Employee Benefits & Investment Management Update

Date: March 20, 2018

Key Notes:

  • Fifth Circuit decision conflicts with Tenth Circuit decision, raising the possibility of review by the U.S. Supreme Court.
  • Given the current split, service providers should continue to comply with the Fiduciary Rule pending resolution.
  • Plan sponsors and other responsible plan fiduciaries should continue to monitor compliance of their plan service providers.

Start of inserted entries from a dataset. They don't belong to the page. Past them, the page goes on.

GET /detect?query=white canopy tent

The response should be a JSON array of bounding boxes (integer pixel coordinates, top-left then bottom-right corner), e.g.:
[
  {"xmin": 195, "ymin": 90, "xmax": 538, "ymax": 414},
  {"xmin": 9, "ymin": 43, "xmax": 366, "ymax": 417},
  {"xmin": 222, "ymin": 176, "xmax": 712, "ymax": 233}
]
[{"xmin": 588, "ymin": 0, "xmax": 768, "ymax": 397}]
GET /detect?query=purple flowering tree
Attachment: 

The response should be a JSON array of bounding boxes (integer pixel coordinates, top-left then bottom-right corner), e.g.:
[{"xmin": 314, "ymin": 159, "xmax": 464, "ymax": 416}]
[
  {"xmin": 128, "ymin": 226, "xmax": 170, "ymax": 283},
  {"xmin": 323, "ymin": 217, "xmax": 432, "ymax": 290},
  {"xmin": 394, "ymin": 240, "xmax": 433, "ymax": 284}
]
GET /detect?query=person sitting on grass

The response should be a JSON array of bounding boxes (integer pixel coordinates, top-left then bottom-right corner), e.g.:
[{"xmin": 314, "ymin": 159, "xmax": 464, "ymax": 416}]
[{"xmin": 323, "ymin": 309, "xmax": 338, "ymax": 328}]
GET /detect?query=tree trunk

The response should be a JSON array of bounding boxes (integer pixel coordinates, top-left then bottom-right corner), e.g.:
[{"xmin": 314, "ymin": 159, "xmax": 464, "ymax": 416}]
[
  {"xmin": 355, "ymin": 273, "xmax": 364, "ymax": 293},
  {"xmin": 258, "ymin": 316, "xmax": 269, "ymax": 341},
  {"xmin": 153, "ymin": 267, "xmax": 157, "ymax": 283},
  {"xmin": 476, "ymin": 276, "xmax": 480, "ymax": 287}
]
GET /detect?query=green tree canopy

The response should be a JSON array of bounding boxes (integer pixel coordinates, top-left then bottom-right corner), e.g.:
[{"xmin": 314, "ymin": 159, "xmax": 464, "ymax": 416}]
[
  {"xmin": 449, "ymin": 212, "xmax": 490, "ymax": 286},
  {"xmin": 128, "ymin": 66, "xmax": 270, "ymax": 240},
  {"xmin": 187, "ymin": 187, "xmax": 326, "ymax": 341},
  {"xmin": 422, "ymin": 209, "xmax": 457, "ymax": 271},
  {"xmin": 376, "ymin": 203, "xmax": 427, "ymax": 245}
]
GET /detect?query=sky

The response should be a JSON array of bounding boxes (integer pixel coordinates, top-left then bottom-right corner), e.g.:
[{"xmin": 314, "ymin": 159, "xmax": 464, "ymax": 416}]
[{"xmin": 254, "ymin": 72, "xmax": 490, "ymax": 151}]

In a landmark 2–1 ruling on March 15, 2018, the Fifth Circuit Court of Appeals in Chamber of Commerce of the United States of America, et al. v. U.S. Department of Labor, No. 17-10238 (5th Cir. Mar. 15, 2018) vacated the Department of Labor’s final fiduciary rule and related prohibited transaction exemptions (collectively, the “Fiduciary Rule”). The decision follows the Tenth Circuit Court of Appeals’ March 13, 2018 ruling affirming a district court decision upholding the Fiduciary Rule. Given the importance of the ruling and the conflict among circuit courts, the stage is set for a possible showdown in the U.S. Supreme Court.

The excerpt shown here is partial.